Lucid Culture

JAZZ, CLASSICAL MUSIC AND THE ARTS IN NEW YORK CITY

A Haunting Solo Piano Perspective on the Dark, Politically Relevant Genius of Charles Mingus

Charles Mingus’ music is so colorful, and often so hard-hitting that you’d think it would translate naturally to solo piano. But there’s also triage involved: his tunes can be so intricate that the harmonic choices available to a pianist are staggering. On the new album of her solo Mingus arrangements. I Pledge Allegiance to the Flag – The White Flag (streaming at Sunnyside Records),, pianist Stephanie Nilles cuts loose with a revelatory set of classics, heavy on the political material, all of which is no less relevant today.

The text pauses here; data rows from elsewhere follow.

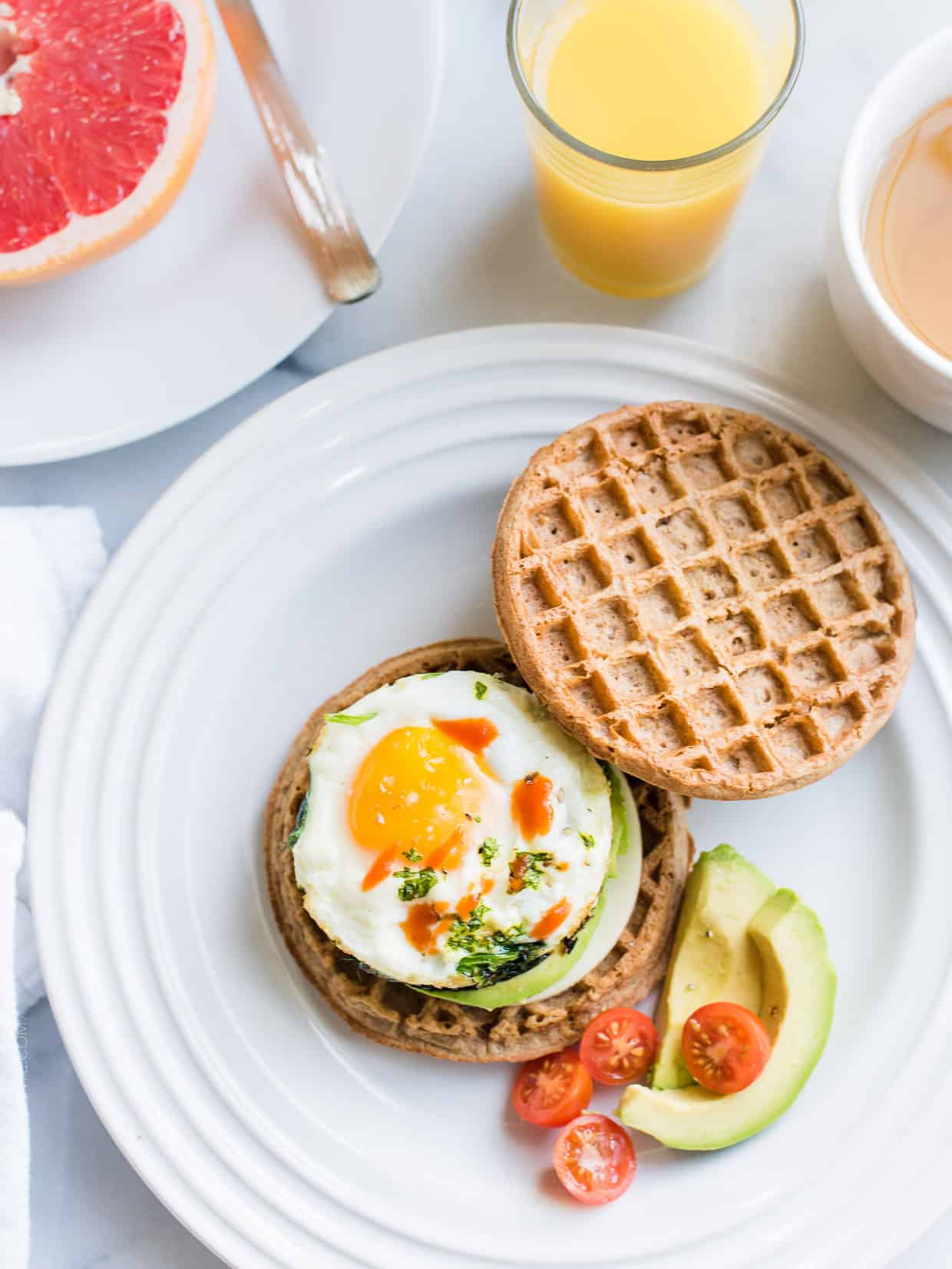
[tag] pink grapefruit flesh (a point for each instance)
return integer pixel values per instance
(103, 111)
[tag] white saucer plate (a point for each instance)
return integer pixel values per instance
(347, 522)
(223, 289)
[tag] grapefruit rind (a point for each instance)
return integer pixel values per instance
(85, 239)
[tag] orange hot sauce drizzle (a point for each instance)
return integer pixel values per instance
(550, 921)
(471, 734)
(464, 909)
(421, 924)
(448, 854)
(381, 868)
(532, 805)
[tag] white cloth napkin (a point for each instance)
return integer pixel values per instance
(50, 559)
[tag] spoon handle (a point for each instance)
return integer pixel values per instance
(344, 262)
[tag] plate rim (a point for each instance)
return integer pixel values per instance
(40, 453)
(413, 362)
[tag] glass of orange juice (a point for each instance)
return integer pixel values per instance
(646, 121)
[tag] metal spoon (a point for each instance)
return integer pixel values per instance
(344, 262)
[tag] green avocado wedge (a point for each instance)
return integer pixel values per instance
(622, 878)
(798, 991)
(714, 957)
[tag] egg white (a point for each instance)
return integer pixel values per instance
(330, 866)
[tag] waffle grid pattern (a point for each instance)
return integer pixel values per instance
(394, 1014)
(705, 600)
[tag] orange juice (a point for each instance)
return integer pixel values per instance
(633, 98)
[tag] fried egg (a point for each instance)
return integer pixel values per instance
(454, 831)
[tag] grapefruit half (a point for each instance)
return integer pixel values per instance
(103, 108)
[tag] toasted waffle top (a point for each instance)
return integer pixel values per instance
(703, 600)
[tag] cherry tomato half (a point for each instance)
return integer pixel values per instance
(551, 1090)
(725, 1047)
(594, 1159)
(619, 1046)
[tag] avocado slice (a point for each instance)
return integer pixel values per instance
(712, 957)
(622, 877)
(798, 990)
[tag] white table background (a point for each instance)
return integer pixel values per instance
(468, 252)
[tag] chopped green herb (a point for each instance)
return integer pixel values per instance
(299, 822)
(415, 884)
(501, 956)
(489, 851)
(462, 937)
(527, 867)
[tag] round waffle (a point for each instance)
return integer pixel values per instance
(394, 1014)
(703, 600)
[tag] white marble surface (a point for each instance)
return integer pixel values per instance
(464, 253)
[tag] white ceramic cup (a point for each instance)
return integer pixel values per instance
(911, 372)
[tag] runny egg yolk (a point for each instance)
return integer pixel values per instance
(413, 791)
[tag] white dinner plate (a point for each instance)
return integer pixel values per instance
(221, 289)
(347, 522)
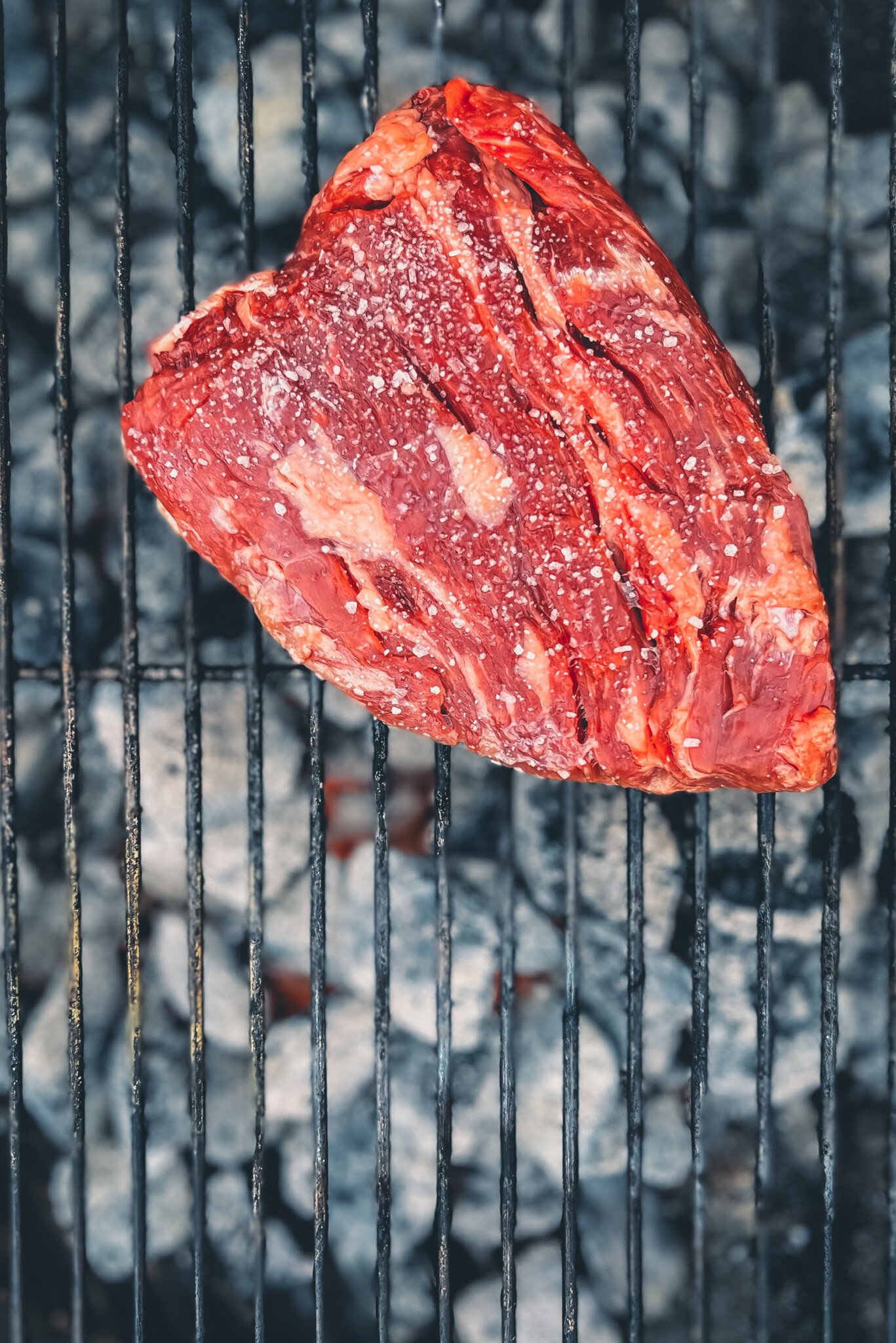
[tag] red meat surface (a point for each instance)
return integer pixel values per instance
(476, 457)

Mingus’ widow Sue was asked several years ago what direction her husband would have gone in, had he lived, and her response that he was most inclined toward what she termed the “third-stream,” embodying elements of jazz along with the classical music he’d been trained in. In that case, it’s hardly a stretch to think he’d dig this album.

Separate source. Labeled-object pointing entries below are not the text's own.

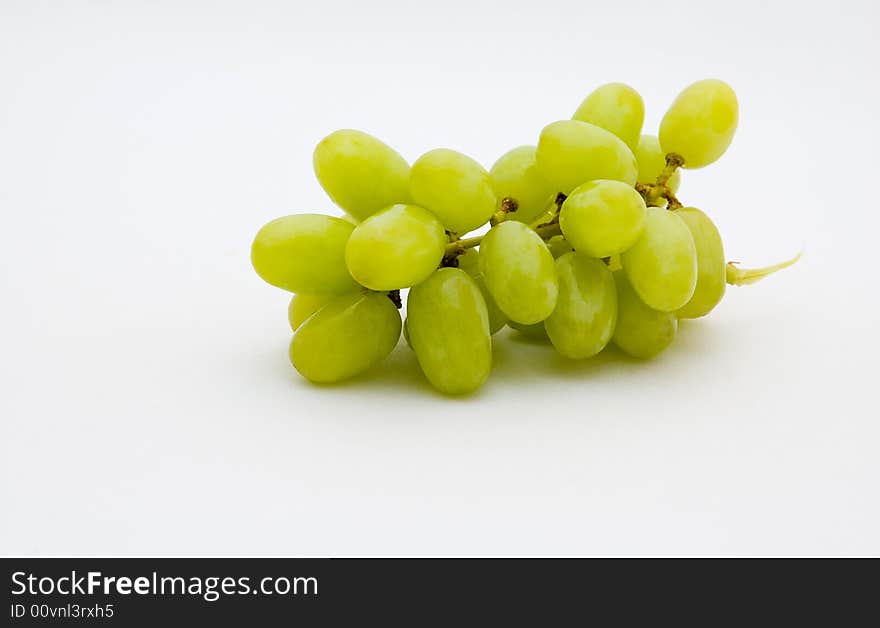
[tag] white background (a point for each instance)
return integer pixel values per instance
(147, 402)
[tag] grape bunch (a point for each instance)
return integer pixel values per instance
(587, 243)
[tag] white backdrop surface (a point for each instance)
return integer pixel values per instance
(148, 406)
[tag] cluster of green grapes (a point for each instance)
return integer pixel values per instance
(587, 243)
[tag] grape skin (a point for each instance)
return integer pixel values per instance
(515, 175)
(448, 328)
(641, 332)
(586, 311)
(304, 305)
(469, 262)
(571, 152)
(360, 173)
(536, 331)
(347, 336)
(395, 248)
(617, 108)
(455, 188)
(662, 264)
(700, 123)
(304, 253)
(519, 272)
(603, 218)
(711, 267)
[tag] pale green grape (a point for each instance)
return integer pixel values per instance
(304, 305)
(583, 321)
(537, 331)
(602, 218)
(396, 247)
(662, 264)
(406, 334)
(701, 122)
(711, 267)
(351, 333)
(454, 187)
(641, 331)
(617, 108)
(519, 272)
(571, 152)
(558, 246)
(652, 161)
(449, 330)
(515, 175)
(304, 253)
(469, 262)
(360, 173)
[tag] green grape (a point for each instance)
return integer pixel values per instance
(558, 246)
(515, 175)
(396, 247)
(406, 334)
(360, 173)
(536, 331)
(652, 161)
(519, 272)
(711, 267)
(586, 310)
(617, 108)
(469, 262)
(454, 187)
(641, 332)
(304, 253)
(571, 152)
(351, 333)
(662, 264)
(449, 330)
(304, 305)
(602, 218)
(701, 122)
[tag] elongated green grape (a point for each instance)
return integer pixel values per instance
(515, 175)
(304, 305)
(617, 108)
(641, 331)
(360, 173)
(571, 152)
(652, 161)
(711, 267)
(701, 122)
(351, 333)
(449, 330)
(396, 247)
(304, 253)
(602, 218)
(519, 272)
(536, 331)
(586, 311)
(662, 264)
(454, 187)
(469, 262)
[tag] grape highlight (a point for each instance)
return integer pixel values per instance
(587, 244)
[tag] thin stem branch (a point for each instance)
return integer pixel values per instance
(737, 276)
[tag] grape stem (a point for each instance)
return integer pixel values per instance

The album title is sarcastic, drawing on a Mingus quote about white hegemony, on the eve of being evicted from his Manhattan loft. Nilles doesn’t waste any time getting down to business with an epic, strikingly terse, stride-inflected take of Fables of Faubus, complete with sarcastic vocalizing as she shifts from grim insistence to a stark, minimalist bluesiness as her left hand drops out completely out for awhile. It’s hardly what you’d expect in a song written by a bass player. But If anything, this is arguably even darker than the original anti-racist broadside, especially when Nilles hits that evil, circling music-box phrasing about a third of the way through.

She has pointillistic fun with pentatonics as East Coasting gathers steam, building to a dance that’s just short of a romp and a funny ending that does the composer justice. Oh Lord Don’t Let Them Drop That Atomic Bomb on Me sounds for a second that Nilles is going to make a slow drag out of it, but she opts for staccato agitation and gallows humor instead.

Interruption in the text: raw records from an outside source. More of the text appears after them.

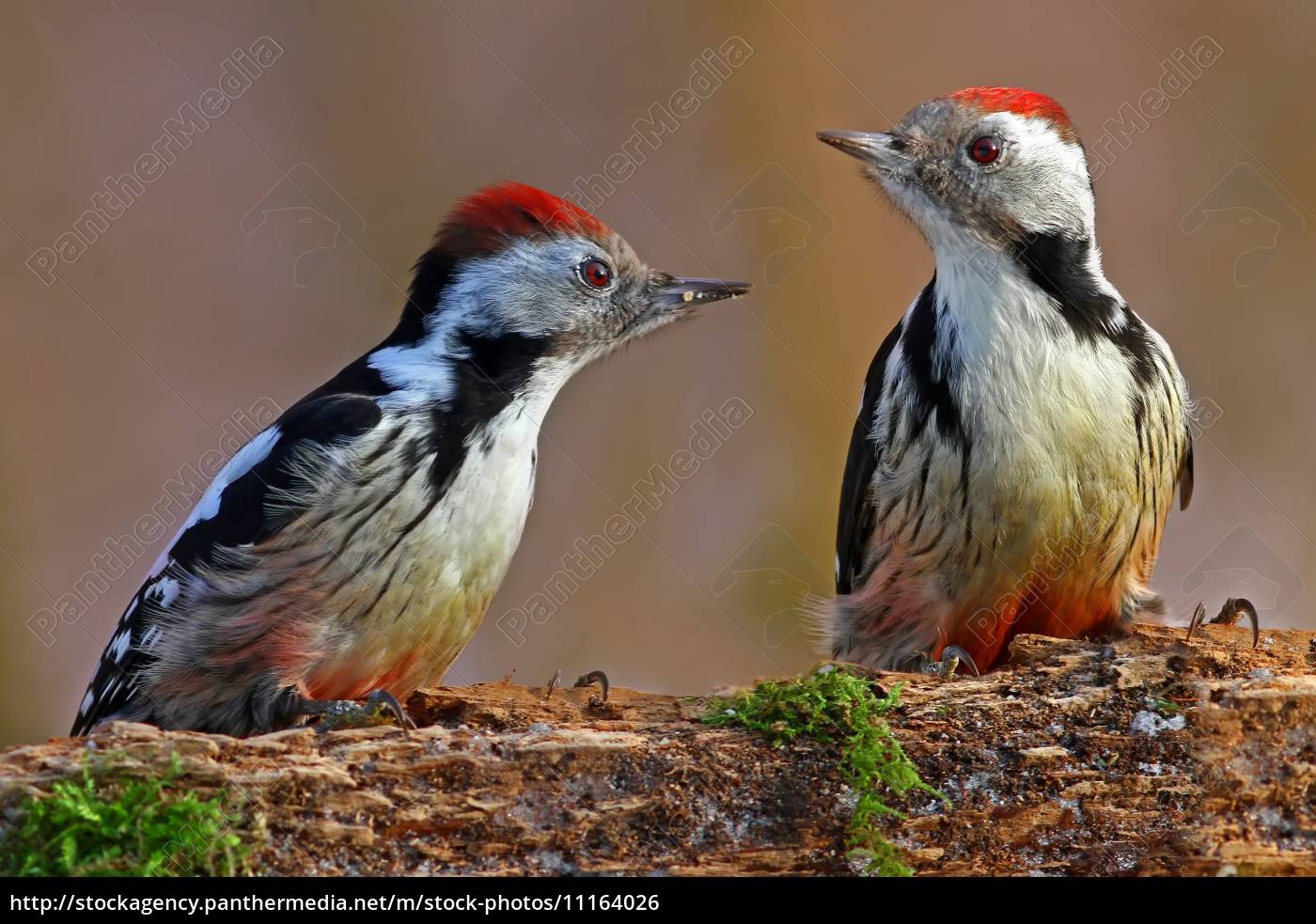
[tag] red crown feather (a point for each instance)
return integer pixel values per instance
(486, 220)
(1020, 102)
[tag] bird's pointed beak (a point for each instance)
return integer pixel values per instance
(879, 149)
(675, 291)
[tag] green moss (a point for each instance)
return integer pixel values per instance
(833, 704)
(96, 825)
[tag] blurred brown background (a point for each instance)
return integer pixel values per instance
(272, 247)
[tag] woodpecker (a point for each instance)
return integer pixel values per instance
(352, 548)
(1022, 431)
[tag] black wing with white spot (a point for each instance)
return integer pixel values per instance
(858, 512)
(237, 509)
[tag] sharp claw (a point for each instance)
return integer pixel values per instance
(1198, 615)
(591, 678)
(956, 651)
(553, 684)
(1234, 610)
(949, 664)
(390, 702)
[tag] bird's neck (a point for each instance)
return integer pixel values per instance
(1049, 282)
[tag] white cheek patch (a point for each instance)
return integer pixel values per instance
(1046, 180)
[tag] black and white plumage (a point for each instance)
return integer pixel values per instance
(1022, 430)
(355, 544)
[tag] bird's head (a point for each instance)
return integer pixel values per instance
(520, 265)
(991, 166)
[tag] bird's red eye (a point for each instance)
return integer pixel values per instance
(984, 150)
(596, 273)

Nilles’ transcription of Charles McPherson’s sax solo from MIngus’ OP matches its steady, lickety-split ragtime flair. Her version of Goodbye Pork Pie Hat is stark and mutedly funereal, with Satie in the lefthand. She finds the ballad hidden deep within the bustling swing of Free Cell Block F, ‘Tis Nazi USA, but also plenty of unease and chaos: it screams out to you to revisit Mingus playing it and discover what she found there.

Devil Woman comes across as more of an exercise in blues phrasing: this devil only peaks her head through the door down to hell. Peggy’s Blue Skylight has a beautifully evocative, Debussyesque starriness balanced by moody bolero allusions. Pithecanthropus Erectus is the funniest number here, Nilles indulging in some deadpan stumbles in lieu of a stroll and a little cynical freewheeling.

She draws out some subtle echoes of Faubus in Remember Rockefeller at Attica, which otherwise comes across as a brisk Brubeckian walk with some unexpectedly jaunty flourishes.

She closes the album not with Mingus but with a mournfully minimalistic take of Coltrane’s Alabama, with a bit of Nina Simone’s take of the old Scottish folk song Black Is the Colour mixed in.